In the poem it’s been so long Maroga achieves a remarkable feat of interrogating our history and language, and notions of gender:
it’s been so long
where do we begin
where do we begin
i end where my gender begins:
in 1652 / with a boat
with many boats / with many many ghosts
we begin where…
where
where
in the languages of my mother’s and
father’s tongues there is no pronoun for
he or she / only: you / only: them / only: me
where do we begin
where do we begin
in the language of my mother’s and
father’s tongues we call people by their names
we do not call people by the secret flower we imagine
may or may not be blooming between their thighs
where do we begin
where do we begin
in the land of my mother’s and
father’s tongues we have the
fourth highest rate of
femicide in the world
where do we begin
where do we begin
in the country of my mother’s
and father’s tongues we have lost
so much and there is no
one to count the bodies
where do we begin
where do we begin
in the country of my mother’s
and father’s tongues there is a
burning roof and no one to
sing the smoke to sleep
where do we begin
where do we begin
Maroga was born in Johannesburg’s Benoni.

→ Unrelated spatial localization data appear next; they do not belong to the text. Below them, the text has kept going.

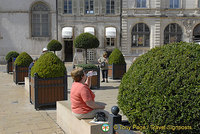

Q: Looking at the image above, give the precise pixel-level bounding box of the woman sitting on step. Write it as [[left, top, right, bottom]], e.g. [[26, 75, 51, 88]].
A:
[[70, 67, 109, 120]]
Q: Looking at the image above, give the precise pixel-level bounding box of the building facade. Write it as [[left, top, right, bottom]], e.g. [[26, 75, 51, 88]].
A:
[[122, 0, 200, 62], [57, 0, 121, 63], [0, 0, 57, 64], [1, 0, 200, 64]]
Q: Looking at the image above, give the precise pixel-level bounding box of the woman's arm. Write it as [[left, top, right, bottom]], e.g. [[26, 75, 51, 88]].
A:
[[86, 100, 105, 109], [85, 75, 92, 88]]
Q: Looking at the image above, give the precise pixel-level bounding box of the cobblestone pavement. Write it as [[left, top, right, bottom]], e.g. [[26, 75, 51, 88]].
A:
[[0, 63, 127, 134]]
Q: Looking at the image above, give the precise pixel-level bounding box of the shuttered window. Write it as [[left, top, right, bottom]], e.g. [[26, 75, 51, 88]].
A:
[[31, 3, 50, 37], [64, 0, 72, 14], [106, 0, 115, 14], [85, 0, 94, 14]]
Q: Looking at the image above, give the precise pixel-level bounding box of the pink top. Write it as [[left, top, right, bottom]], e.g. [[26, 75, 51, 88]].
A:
[[70, 82, 95, 114]]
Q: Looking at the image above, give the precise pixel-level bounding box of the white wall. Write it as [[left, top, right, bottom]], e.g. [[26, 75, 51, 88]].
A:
[[0, 0, 57, 64]]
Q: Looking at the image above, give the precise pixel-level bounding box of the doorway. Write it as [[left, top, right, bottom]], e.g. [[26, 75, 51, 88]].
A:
[[64, 40, 73, 62]]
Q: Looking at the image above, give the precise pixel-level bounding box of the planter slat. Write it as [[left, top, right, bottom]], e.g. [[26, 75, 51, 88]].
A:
[[108, 64, 126, 79], [7, 61, 14, 73], [30, 75, 68, 109], [13, 65, 29, 84]]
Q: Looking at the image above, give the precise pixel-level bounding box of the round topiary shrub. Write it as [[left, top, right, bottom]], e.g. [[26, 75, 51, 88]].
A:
[[5, 51, 19, 62], [31, 52, 66, 78], [14, 52, 33, 67], [47, 39, 62, 53], [74, 33, 99, 64], [108, 48, 126, 64], [118, 42, 200, 134]]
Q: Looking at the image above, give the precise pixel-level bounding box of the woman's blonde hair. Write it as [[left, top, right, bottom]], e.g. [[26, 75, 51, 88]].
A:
[[71, 67, 84, 82], [103, 52, 107, 57]]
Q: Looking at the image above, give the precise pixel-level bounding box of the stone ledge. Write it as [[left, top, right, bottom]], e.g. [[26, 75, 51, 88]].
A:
[[57, 101, 108, 134]]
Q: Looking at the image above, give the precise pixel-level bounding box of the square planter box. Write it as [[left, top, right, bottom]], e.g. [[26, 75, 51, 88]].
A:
[[7, 60, 14, 73], [30, 74, 68, 110], [83, 68, 100, 89], [13, 65, 29, 84], [108, 64, 126, 79]]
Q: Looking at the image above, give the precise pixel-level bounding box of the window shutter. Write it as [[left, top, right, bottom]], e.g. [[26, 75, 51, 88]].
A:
[[58, 0, 63, 14], [115, 0, 120, 15], [102, 0, 106, 14], [80, 0, 84, 15], [73, 0, 77, 15], [94, 0, 99, 14]]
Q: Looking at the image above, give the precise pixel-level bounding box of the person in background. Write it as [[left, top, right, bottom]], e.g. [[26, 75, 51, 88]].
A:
[[70, 67, 109, 119], [98, 52, 109, 83], [42, 47, 48, 54], [28, 57, 38, 77]]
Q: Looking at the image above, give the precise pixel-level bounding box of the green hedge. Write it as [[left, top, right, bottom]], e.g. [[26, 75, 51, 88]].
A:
[[31, 52, 66, 78], [76, 64, 98, 69], [108, 48, 126, 64], [14, 52, 33, 67], [47, 39, 62, 53], [118, 42, 200, 134], [73, 33, 99, 49], [5, 51, 19, 62]]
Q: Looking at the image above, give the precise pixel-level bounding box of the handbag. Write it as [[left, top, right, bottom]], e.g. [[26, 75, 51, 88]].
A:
[[100, 62, 105, 68], [95, 112, 106, 121]]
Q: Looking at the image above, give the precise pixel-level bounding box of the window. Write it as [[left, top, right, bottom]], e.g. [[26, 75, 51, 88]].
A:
[[170, 0, 179, 8], [198, 0, 200, 8], [192, 24, 200, 42], [64, 0, 72, 14], [106, 0, 115, 14], [31, 3, 50, 37], [164, 23, 182, 44], [105, 27, 116, 47], [132, 23, 150, 47], [87, 50, 95, 61], [85, 0, 94, 14], [137, 0, 146, 8], [106, 38, 115, 46]]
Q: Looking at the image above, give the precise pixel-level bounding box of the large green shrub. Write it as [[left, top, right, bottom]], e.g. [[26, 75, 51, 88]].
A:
[[77, 64, 98, 69], [14, 52, 33, 67], [118, 42, 200, 134], [31, 52, 66, 78], [47, 39, 62, 53], [74, 33, 99, 64], [108, 48, 126, 64], [5, 51, 19, 62]]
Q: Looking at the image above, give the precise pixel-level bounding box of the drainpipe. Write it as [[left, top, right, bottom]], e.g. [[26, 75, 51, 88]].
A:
[[56, 0, 58, 40], [119, 0, 122, 49]]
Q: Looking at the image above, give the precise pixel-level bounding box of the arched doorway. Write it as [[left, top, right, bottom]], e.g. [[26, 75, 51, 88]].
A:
[[193, 24, 200, 43]]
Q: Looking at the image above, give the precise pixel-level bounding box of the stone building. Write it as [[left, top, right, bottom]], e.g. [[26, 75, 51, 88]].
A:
[[1, 0, 200, 64], [57, 0, 121, 63], [121, 0, 200, 62], [0, 0, 57, 64]]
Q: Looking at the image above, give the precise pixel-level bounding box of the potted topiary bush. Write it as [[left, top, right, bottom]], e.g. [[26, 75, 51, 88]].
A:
[[30, 52, 67, 110], [118, 42, 200, 134], [47, 39, 62, 53], [74, 33, 99, 64], [108, 48, 126, 79], [5, 51, 19, 73], [13, 52, 33, 84], [76, 64, 100, 89]]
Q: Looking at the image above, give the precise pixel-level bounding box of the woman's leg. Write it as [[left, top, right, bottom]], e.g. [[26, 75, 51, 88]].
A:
[[105, 70, 108, 82], [72, 109, 110, 120], [101, 70, 105, 82]]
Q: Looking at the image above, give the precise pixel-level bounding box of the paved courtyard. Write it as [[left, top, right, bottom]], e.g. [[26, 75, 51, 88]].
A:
[[0, 63, 126, 134]]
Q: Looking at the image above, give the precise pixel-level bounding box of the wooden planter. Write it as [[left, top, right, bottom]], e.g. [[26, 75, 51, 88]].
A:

They are currently a practising curator and dramaturg at Kunstencentrum Vooruit in Ghent, Belgium. On living in Belgium, Maroga says there’s a strident oddness about life there. Statues of King Leopold in the streets remind them daily of Africa’s vexed history. This helps to inform their practice and the critical work of reimagining the meaning of colonialisation because it becomes an essential conversation that not only impacts art making but also policy.
A core aim of the Avbob Poetry Project is to support and create a body of work that enables individual and national healing. One of the vehicles facilitating this is the project’s focus on the new generation of artists as they articulate and create new ways of beholding, listening, speaking, educating and questioning naturalised norms. With Maroga, one of the ways their poetry speaks to the project is their efforts in reworking the grammar and language of sex and gender.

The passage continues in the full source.